直新闻:如您所说,美国重回“离岸制衡”政策,减少海外投入,但不等于他们放弃干涉阿富汗,甚至伺机影响我们新疆的稳定。正如一些国家学者指出的,如果阿富汗局势出现“战国化”,将刺激“三股势力”在中亚重新肆虐,您觉得这种局面会出现吗?我们周边安全将面临什么情况?

特约评论员 吴健:就像这次新冠疫情所看到的,邻居着火,把水龙头藏起来,就是对自身莫大的不负责任。有人评价阿富汗的未来,说过这句话:“命运,在己手,更在大国之手。”众所周知,无论苏联以“国际主义名义打的十年阿富汗战争,美国以“反恐”名义打的二十年战争,再考虑到上两个世纪英国以“保卫英属印度安全”为名打的三次阿富汗战争,无不证明, 这块中亚、南亚乃至西亚交界的“四战之地”有着非同寻常的地缘政治吸引力。

前美国驻阿大使克罗克曾说过,当今阿政府“军权、政权暂时稳固”,但要害是财权太弱了,当前阿军警的人均年薪是2000多美元,是该国平均薪资的5倍,而现在光军队规模就是40万,年军饷就要10亿多。

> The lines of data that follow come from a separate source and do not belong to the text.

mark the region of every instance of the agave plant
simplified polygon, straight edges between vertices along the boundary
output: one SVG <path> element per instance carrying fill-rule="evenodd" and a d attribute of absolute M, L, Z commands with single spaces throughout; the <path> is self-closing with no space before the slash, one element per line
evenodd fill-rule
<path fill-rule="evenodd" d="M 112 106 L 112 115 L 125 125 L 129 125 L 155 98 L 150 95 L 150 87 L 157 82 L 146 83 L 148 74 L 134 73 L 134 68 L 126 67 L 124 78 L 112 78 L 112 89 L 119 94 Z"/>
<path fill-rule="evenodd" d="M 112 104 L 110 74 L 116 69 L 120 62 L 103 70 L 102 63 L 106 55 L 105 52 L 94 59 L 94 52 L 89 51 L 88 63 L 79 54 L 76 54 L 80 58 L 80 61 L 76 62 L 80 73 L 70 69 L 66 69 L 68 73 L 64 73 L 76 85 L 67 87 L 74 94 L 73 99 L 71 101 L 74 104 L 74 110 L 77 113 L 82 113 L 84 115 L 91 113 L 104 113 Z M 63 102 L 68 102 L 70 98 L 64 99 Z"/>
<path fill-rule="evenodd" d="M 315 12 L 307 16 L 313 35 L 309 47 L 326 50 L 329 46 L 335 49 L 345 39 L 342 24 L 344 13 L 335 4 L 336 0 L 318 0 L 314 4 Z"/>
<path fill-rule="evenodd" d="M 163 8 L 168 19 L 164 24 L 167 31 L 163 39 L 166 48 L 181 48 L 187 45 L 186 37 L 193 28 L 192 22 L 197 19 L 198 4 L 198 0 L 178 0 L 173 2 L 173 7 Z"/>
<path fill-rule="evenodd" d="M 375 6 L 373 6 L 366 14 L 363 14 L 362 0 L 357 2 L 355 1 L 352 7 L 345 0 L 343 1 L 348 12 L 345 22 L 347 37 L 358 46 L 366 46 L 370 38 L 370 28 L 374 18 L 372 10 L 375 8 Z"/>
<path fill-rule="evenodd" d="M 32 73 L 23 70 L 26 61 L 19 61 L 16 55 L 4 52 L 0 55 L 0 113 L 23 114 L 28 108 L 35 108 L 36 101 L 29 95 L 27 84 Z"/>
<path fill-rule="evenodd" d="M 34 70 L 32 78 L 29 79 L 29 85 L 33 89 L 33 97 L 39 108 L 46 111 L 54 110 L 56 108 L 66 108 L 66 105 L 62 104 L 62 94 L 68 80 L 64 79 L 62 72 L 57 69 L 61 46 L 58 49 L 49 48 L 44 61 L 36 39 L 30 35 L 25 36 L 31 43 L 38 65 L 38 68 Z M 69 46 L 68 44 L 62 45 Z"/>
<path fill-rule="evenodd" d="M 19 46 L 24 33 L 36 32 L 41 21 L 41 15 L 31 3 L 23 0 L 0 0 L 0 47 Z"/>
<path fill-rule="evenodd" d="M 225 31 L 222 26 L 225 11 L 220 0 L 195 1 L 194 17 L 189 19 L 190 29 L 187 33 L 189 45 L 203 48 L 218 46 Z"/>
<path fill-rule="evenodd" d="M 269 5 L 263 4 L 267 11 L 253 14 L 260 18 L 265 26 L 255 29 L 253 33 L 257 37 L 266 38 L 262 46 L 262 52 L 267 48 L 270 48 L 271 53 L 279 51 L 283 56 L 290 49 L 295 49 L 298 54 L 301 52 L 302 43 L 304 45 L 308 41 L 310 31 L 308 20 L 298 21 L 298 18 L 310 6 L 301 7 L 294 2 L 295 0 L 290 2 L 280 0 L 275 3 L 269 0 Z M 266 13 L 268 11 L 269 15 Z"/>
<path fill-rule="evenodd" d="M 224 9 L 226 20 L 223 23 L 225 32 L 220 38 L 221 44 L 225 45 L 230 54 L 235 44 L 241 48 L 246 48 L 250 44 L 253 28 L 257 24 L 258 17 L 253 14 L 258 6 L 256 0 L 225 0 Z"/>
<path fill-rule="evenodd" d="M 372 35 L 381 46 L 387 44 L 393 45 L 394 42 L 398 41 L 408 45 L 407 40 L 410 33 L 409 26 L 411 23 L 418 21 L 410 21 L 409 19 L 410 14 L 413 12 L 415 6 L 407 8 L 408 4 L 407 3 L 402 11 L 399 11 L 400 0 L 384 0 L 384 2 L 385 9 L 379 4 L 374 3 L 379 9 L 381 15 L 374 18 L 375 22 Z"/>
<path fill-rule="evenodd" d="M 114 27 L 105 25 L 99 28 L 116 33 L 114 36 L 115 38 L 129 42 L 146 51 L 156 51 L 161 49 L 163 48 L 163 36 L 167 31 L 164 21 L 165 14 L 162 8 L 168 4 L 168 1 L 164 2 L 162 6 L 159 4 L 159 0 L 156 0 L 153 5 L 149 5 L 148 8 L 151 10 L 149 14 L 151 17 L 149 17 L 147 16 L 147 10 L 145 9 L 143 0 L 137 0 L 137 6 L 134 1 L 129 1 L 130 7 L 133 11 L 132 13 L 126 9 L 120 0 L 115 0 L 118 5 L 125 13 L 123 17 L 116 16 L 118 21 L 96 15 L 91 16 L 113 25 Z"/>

而美国会议员就明确说过,今后对阿援助不会超过30亿。而阿富汗主要产粮区、矿区基本在地方实力派手里,加上内部严重的腐败问题,阿政府实际处于财政“紧平衡”状态,一旦财政危机与政权内部业已存在的离心倾向叠加,其后果将不堪设想。但另一方面,如果阿富汗政权在塔利班攻势下轰然倒塌,却又不符合包括美国在内的多方利益,因此大家如何让这锅“夹生饭”吃得相对入口,相对平衡,就非常考验大国智慧了。

就中国而言,美军撤阿后,不仅是阿富汗会出现某种“战略真空”,加大我西陲安全压力,同时也将是周边从巴基斯坦到中亚五国、俄罗斯面临的经济、安全风险加深,这在新的维度上产生了一种“特殊动力”,那就是有关国家会更积极地加大地区经济和反恐合作,促进地区经济发展和安全稳定。在这方面,我个人看法,中国应与有关国家深化全方位合作,作为经略周边的重要战略支点,积极推进“丝绸之路经济带”战略,形成与“西部大开发”战略的呼应和互动,不断拓展中国在西部的经济、安全战略空间。与此同时,对有关国家的地区反恐合作愿望,我们也应给予积极回应,支持其打击恐怖主义、维护地区稳定,并探索联合打击恐怖主义、维护地区安全的机制。

具体到阿富汗,我们不仅要看到它“乱”和“分”的一面,也更应看到它“治”与“合”的一面。我注意到,连年战火让阿富汗主体民族普什图人普遍远离故土,比方说南方普什图人往往举部落逃到巴基斯坦和伊朗,而原居住北部的普什图移民则趁势返回南方。另外,受战争影响,少数民族游牧民也被迫改变生活,或缩短迁徙,或择地而居,这些变化既提高少数民族在阿社会、政治中的影响力,也意味着“作为社会分裂因素”的部族、游牧民地位在下降。况且,久乱思安,“复兴”的共同目标会增强阿富汗人的民族认同感,如果外部力量在联合国牵头下,促使其寻求经济发展之路,特别是在推动中央政府同塔利班、地方实力派实现“各司其位,相安无事”的动态平衡上取得重大进展,那就是对我们周边安全重大的利好。

但无论如何,我们要记住,阿富汗未来所需的不仅是外部支持,更重要的是,要有足够的信心、决心和耐心。

作者:吴健,深圳卫视直新闻特约评论员。